The ideal and the real

Daily Reading for November 6 • William Temple, Archbishop of Canterbury, 1944

For Temple, the incarnation of Christ brings about the realization of the ideal and the real together in history. In the incarnation, the power that creates the world and sustains it enters the world in its own forms of matter and Mind. Because the incarnate one is also the creator, the incarnation is the natural culmination of the very processes of the world itself. So Christianity “is the most avowedly materialist of all the great religions; its own most central saying is: ‘The Word was made flesh,’ where the last term was, no doubt, chosen because of its specially materialistic associations. By the very nature of its central doctrine Christianity is committed to a belief in the ultimate significance of the historical process, and in the reality of matter and its place in the divine scheme.”

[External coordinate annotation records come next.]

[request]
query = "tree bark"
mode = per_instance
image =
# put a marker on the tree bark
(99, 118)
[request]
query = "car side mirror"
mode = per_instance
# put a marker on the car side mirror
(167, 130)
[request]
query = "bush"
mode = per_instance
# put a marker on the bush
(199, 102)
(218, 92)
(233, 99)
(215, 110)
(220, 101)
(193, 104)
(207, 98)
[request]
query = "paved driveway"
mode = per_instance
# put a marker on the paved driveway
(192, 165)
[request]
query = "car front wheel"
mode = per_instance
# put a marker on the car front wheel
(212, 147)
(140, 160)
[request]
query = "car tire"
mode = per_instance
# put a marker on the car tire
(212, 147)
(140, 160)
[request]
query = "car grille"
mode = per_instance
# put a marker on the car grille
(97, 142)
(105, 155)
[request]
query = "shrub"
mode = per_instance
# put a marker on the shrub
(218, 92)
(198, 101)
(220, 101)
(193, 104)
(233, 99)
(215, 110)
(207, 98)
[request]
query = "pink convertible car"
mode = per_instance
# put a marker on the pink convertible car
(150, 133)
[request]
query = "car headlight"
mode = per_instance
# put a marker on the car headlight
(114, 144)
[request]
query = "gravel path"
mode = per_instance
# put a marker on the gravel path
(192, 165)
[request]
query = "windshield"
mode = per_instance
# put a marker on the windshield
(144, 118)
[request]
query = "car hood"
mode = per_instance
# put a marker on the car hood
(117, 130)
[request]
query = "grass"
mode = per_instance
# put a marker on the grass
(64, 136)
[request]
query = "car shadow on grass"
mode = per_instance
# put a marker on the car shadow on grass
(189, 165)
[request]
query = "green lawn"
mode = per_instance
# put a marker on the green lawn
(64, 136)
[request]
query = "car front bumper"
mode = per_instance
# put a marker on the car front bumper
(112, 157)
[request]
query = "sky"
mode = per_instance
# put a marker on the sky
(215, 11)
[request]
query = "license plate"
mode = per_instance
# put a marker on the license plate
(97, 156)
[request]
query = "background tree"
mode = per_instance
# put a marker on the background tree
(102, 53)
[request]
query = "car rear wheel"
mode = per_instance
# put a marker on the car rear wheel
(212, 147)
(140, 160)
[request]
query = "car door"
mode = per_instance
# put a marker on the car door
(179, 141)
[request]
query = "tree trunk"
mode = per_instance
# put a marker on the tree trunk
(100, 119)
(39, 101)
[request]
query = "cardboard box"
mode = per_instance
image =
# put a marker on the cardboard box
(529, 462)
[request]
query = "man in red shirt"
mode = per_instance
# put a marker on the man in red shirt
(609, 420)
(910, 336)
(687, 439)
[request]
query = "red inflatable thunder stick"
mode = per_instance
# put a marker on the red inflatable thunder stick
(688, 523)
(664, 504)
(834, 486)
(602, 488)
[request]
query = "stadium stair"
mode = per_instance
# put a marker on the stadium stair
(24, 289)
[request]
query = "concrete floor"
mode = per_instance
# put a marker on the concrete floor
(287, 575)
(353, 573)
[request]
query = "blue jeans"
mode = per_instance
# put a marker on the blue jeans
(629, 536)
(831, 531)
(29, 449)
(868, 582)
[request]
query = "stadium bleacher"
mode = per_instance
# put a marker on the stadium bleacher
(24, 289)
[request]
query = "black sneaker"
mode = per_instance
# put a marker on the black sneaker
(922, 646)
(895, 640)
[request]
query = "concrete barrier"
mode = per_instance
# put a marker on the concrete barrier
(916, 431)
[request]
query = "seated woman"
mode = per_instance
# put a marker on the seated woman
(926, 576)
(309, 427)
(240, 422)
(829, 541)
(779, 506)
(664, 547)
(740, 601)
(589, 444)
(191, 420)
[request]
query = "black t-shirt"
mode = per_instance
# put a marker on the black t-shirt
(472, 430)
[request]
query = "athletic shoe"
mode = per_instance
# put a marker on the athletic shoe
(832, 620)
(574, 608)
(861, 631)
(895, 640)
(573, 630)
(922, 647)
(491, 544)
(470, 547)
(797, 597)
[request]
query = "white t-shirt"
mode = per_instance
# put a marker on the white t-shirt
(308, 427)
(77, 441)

The incarnate Christ embodies God’s determination to fulfill the divine purposes at the same time that the incarnation is an earnest of God’s presence and activity in history, showing how God will fulfill or perfect creation. Because of the Word made flesh, hope in even the direst of social conditions is possible and richly warranted. In Christ, human persons and groups find their way from selfishness to fellowship. That, at least, is the ideal.

Humanity develops in community, where personality—what today we call full human dignity—is formed and supported and nurtured. To develop as intended, personality requires liberty, social fellowship, and the opportunity for service (through which persons recognize that they need and are needed by others). Theologically, society is properly structured only insofar as it serves the purpose of fulfilling personality. Sin disrupts the divine purposes as persons misunderstand their true good and establish groups or societies based on selfishness and the privileging of some groups over others. That is, sin is manifest as social injustice as well as in individual behavior.

The mission of the church, then, is not only to proclaim God’s purposes and the place of human persons within them. The church is also called to continue the incarnation by manifesting, however partially and imperfectly, the fellowship for which humanity is created.

From “William Temple” by Ellen K. Wondra, in Empire and the Christian Tradition: New Readings of Classical Theologians, edited by Kwok Pui-lan, Don H. Compier, and Joerg Rieger (Minneapolis: Fortress Press, 2007).